September 6, 2024 by Tom Ramstack
Jan. 6 Rioter’s Sentence Reduced to Comply with Supreme Court Ruling
Rioters at the U.S. Capitol on Jan. 6, 2021, in Washington. (AP Photo/John Minchillo)

WASHINGTON — A federal judge knocked 15 months off a Jan. 6, 2021, rioter’s criminal sentence this week after a Supreme Court ruling revised an interpretation of a law used to convict him.

It was the first of what is expected to be many reduced sentences for Donald Trump supporters who stormed the Capitol to try to overturn the 2020 presidential election.

Former Virginia police officer Thomas Robertson had his sentence reduced from 87 months to 72 months.

One of six charges against him was obstruction of an official proceeding. He and other insurrectionists were trying to block Congress from certifying the electoral college vote that gave the presidential victory to Joe Biden. 

The Supreme Court ruled in June that the obstruction charge applies only to altering government records, not violent political confrontations.

“Reading [the provision] to cover all forms of obstructive conduct would override Congress’s careful delineation of which penalties were appropriate for which offenses,” the court’s majority opinion said.

By that time, about 350 protesters had been sentenced to prison on charges of obstruction of an official proceeding. The charge carries a maximum 20-year prison sentence.

Robertson’s attorney cited the Supreme Court ruling in his appeal and said his client had been a “model inmate” in the past three years, which should create additional evidence for a shorter sentence. 

The reduced sentence addressed only the criminal charge, not the facts of Robertson’s actions on Jan. 6, 2021.

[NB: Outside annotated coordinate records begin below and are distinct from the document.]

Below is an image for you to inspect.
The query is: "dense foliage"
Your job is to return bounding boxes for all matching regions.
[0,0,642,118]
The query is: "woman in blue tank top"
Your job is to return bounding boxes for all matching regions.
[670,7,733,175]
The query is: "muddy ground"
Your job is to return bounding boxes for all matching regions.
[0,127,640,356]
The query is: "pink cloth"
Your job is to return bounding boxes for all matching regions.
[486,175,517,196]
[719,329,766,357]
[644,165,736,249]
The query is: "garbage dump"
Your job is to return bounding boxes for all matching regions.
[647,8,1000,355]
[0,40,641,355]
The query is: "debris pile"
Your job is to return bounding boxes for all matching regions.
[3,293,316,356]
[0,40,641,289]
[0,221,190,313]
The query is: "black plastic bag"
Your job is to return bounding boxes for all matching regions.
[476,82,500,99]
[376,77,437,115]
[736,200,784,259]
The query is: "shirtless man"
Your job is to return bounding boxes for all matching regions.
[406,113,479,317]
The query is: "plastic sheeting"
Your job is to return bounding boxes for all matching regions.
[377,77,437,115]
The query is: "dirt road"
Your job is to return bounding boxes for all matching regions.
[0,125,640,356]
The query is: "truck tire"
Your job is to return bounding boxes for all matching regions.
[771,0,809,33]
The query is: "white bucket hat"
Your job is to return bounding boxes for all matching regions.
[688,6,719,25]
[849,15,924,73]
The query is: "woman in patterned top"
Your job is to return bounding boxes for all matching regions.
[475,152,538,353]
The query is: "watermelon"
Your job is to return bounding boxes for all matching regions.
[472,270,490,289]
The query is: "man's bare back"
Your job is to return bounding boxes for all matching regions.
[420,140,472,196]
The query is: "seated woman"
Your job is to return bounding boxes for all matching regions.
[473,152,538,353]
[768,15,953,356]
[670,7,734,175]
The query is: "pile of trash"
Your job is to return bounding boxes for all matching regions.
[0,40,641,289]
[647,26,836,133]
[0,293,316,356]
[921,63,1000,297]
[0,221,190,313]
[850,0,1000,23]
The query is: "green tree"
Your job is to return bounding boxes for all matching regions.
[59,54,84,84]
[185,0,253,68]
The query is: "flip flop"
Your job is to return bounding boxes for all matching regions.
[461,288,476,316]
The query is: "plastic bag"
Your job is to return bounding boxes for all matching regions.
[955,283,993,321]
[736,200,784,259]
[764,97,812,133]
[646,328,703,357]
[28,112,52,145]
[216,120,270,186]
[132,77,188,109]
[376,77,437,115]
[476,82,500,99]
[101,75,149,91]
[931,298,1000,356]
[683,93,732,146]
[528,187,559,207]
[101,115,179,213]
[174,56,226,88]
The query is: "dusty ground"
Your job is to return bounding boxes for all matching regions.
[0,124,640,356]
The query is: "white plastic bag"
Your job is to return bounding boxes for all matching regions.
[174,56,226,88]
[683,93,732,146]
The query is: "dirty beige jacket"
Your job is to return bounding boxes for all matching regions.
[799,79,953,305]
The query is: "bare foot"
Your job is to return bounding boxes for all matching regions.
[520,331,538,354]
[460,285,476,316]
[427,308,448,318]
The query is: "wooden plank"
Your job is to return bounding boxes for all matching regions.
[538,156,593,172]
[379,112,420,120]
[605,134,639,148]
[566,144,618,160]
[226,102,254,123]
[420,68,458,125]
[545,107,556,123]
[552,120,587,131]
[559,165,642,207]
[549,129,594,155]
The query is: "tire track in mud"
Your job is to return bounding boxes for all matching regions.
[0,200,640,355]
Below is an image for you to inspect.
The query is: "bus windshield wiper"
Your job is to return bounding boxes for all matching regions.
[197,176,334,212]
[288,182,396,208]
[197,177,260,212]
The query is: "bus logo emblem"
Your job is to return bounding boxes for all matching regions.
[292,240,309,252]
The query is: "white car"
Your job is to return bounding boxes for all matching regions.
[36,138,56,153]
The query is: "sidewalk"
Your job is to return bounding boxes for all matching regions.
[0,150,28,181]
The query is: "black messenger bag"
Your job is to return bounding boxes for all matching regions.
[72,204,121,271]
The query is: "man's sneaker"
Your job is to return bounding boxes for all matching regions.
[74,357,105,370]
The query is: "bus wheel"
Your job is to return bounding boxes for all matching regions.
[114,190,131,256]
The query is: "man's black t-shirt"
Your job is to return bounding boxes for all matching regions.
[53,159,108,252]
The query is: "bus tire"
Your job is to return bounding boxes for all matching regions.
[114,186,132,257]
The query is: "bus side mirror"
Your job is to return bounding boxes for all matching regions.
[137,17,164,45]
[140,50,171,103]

He forced his way into the Capitol wearing a gas mask and carrying a wooden stick. Jurors agreed with prosecutors that he intended to use the stick as a weapon against police.

The jury also heard evidence Robertson might have planned civil disorder long before the insurrection.

Months earlier, he posted on Facebook with a message saying he spent his life “fighting a counter insurgency,” and that he soon would be part of a “very effective one.”

After the insurrection, he told a friend he was prepared to fight and die in a civil war, in part because he believed Trump’s conspiracy theory that the 2020 election was stolen from him by voter fraud.

U.S. District Court Judge Christopher Cooper said at the second sentencing hearing this week that he continued to believe Robertson’s actions were seriously wrong. He described them as “a real harm.”

He added that he “struggled” to see how the obstruction of an official proceeding conviction could be sustained after the Supreme Court’s ruling in June.

Prosecutors had argued that the 87-month sentence should continue because of the gravity of his offense.

Assistant U.S. Attorney Elizabeth Aloi said the “damage done to the country must not be treated as just another crime.” Robertson wanted to start a “rebellion and attack the nation’s democracy,” she said.

She added, “His offense targeted the peaceful transfer of power. There’s no reason to second guess that decision.”

Robertson was a sergeant in the Rocky Mountain, Virginia, police department and a former Defense Department contractor who was shot in the right thigh in Afghanistan in 2011.

He initially said he was carrying a stick at the Capitol to help him walk because of the thigh injury.